Rate ratios (per years of follow-up)
Vitamin A supplementation did not significantly reduce the rate of death from any cause at 12 months of age among term infants (rate ratio 0.94, 95% CI [0.59 to 1.50], 3 studies; I²=72%) or among all infants (rate ratio 1.06, 95% CI [0.92 to 1.22], 6 studies; I²=31%). Supplemented female infants of any gestational age had a greater rate of all-cause mortality at 12 months (rate ratio 1.21, 95% CI [1.05 to 1.41], 5 trials; I²=0%; p=0.06 for subgroup differences). In subgroup analysis by region, no statistically significant results were found.

Secondary outcomes
Cause-specific mortality related to diarrhoea and acute respiratory infections at six and at 12 months and cause-specific morbidity related to diarrhoea and acute respiratory infections at six months did not differ significantly between treatment and control groups. Vitamin A deficiency (serum retinol <0.70 μmol/L) and anaemia were each reported in one study only, with no significant differences between groups. Pooled estimates of adverse events in the first 48 to 72 hours post-supplementation showed an increased risk of a bulging fontanelle with vitamin A supplementation (RR 1.53, 95% CI [1.11 to 2.11], 5 trials/100,256 infants; I²=71%); no other significant differences were found. One study reported on adverse events during the first month, and found no significant difference between groups. No data on other secondary outcomes were reported in the included trials.

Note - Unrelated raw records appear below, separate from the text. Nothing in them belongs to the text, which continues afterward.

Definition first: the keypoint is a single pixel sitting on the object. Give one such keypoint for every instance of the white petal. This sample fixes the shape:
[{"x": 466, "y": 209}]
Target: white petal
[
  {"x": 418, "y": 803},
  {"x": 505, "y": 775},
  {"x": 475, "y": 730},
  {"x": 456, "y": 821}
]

5. Additional author observations*

Using the GRADE approach, evidence for the primary outcome all-cause mortality at six months of age among term neonates was rated as being of very low quality due to risk of bias in one of the three included trials, imprecision, and statistical heterogeneity. Other outcomes assessed using GRADE were rated as high quality, with the exception of the adverse effect diarrhoea in the first 48 to 72 hours post-supplementation, which was downgraded to low quality due to imprecision and statistical heterogeneity.

Overall, no reduction in the risk of all-cause mortality was found with neonatal vitamin A supplementation. While infants in Asia-and therefore at greatest risk of vitamin A deficiency-appeared to benefit from supplementation, those in Africa did not, and were at increased risk of mortality in some analyses. Limited data were available on other outcome measures such as cause-specific morbidity and mortality, adverse effects, and vitamin A deficiency.

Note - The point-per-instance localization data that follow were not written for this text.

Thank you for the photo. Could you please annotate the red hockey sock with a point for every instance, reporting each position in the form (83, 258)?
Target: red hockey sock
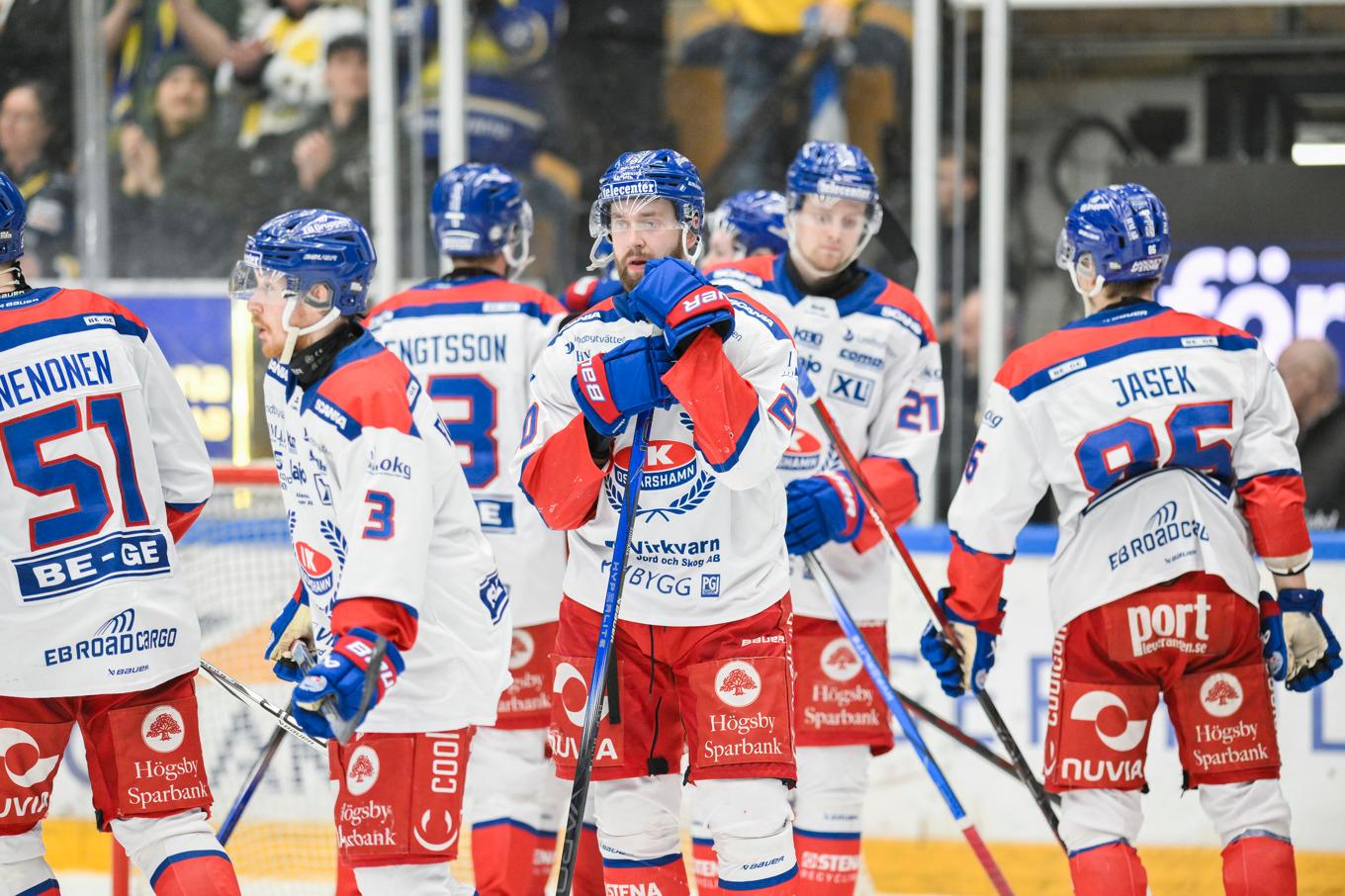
(195, 873)
(1112, 869)
(829, 864)
(1259, 865)
(706, 865)
(588, 865)
(630, 877)
(503, 857)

Future trials should investigate the biological mechanisms mediating the effect of vitamin A on infant mortality, and determine the reasons underlying the differential effect by geographical region. Longer follow-up periods, and stratifying effects by sex, age of administration, prematurity, and intrauterine growth restriction would be valuable in future trials.